More likely, the Pentagon will deploy the high-altitude THAAD because it is specifically designed to work with the constantly-correcting X-Band. Each THAAD battery deploys 24 missiles ensconced in three launchers synched to its X-Band radar controlling complex. The batteries cost $310 million each. The 1,400-pound THAAD can soar 200 kilometers, achieving an altitude of up to 150 kilometers. THAAD silos were inspected by Secretary of Defense William Gates a few weeks ago on June 5, 2009.

The Pentagon has high hopes for THAAD—but it, too, has barely emerged from testing before being rushed to the field. As recently as March 17, 2009 it was still being tested. On that day, THAAD successfully intercepted a ballistic test missile target off the island of Kauai in Hawaii under the auspices of 6th Air Defense Artillery Brigade. On June 25, 2008, it successfully passed the 35th of some 43 interception test firings. But it is all theoretical.

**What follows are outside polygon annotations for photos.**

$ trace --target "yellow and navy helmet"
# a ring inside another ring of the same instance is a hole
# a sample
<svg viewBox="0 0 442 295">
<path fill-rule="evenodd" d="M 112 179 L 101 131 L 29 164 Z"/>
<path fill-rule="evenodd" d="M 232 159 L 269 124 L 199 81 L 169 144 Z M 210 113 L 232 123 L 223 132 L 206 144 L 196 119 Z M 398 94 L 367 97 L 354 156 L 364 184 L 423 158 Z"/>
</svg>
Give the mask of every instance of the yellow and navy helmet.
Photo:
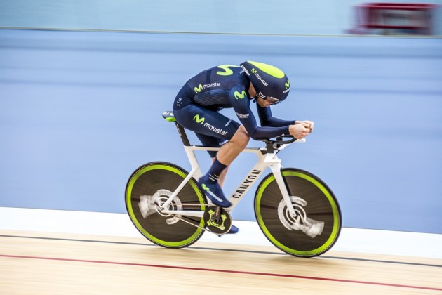
<svg viewBox="0 0 442 295">
<path fill-rule="evenodd" d="M 241 67 L 260 97 L 264 99 L 270 97 L 279 103 L 288 96 L 290 81 L 286 74 L 276 67 L 253 61 L 245 61 Z"/>
</svg>

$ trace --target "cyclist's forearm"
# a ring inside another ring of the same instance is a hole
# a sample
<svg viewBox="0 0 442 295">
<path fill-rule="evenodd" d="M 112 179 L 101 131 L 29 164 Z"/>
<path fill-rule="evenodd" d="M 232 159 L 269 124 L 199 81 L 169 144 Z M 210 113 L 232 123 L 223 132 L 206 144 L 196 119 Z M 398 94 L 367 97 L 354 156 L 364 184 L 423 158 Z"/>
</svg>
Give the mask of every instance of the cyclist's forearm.
<svg viewBox="0 0 442 295">
<path fill-rule="evenodd" d="M 253 139 L 256 138 L 273 138 L 283 134 L 290 134 L 288 126 L 280 127 L 257 127 L 254 131 L 248 132 Z"/>
<path fill-rule="evenodd" d="M 271 117 L 261 121 L 261 124 L 262 126 L 268 126 L 271 127 L 283 127 L 288 125 L 293 125 L 295 122 L 295 120 L 283 120 L 281 119 L 275 118 L 274 117 Z"/>
</svg>

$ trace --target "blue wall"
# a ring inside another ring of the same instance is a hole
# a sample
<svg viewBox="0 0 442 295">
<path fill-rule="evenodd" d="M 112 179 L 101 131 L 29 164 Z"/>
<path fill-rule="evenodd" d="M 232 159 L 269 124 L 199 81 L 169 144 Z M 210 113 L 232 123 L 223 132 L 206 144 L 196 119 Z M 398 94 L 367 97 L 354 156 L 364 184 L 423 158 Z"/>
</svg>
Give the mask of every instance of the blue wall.
<svg viewBox="0 0 442 295">
<path fill-rule="evenodd" d="M 364 2 L 0 0 L 0 27 L 342 35 L 355 27 L 354 6 Z M 388 2 L 442 5 L 442 0 Z M 433 34 L 442 35 L 442 8 L 433 11 L 431 22 Z"/>
<path fill-rule="evenodd" d="M 441 49 L 431 39 L 0 30 L 0 206 L 124 212 L 138 166 L 189 168 L 161 117 L 182 84 L 255 60 L 292 82 L 274 113 L 316 122 L 281 154 L 285 166 L 330 186 L 344 226 L 442 233 Z M 241 156 L 227 181 L 252 160 Z M 254 219 L 253 199 L 234 218 Z"/>
</svg>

No one knows what missile North Korea will launch, when it will launch it, toward what target—Guam, Hawaii, Alaska or some place in Asia, and most importantly no one can predict the weather or the weight of the payload. Even a North Korean rocket with empty warhead coming within 500 miles of American shores would be considered virtually an act of war.

Nor can anyone predict how North Korea’s co-developer-in-chief, the Ahmadinejad regime, will figure into the complex now that the streets are running red with the blood of democracy-demanding protestors. What could Iran do in a show of strength to prop its own regime? What could it do in a show of solidarity with its missile partner regime, the North Koreans? If Iran blocks the Strait of Hormuz, it will interrupt 40 percent of the world’s sea-borne oil 20 percent of the American supply. American stockpiles would expire after 57 days. Washington has no plan for an oil interruption and has stubbornly refused to even discuss it.

Many are watching the calendars, the clocks and the clouds as the rogue elements on the globe, powered by petrodollars, converge on this latest crisis. All that can be stated for certain now is that no one has the answers. But they may have them by July 5, 2009.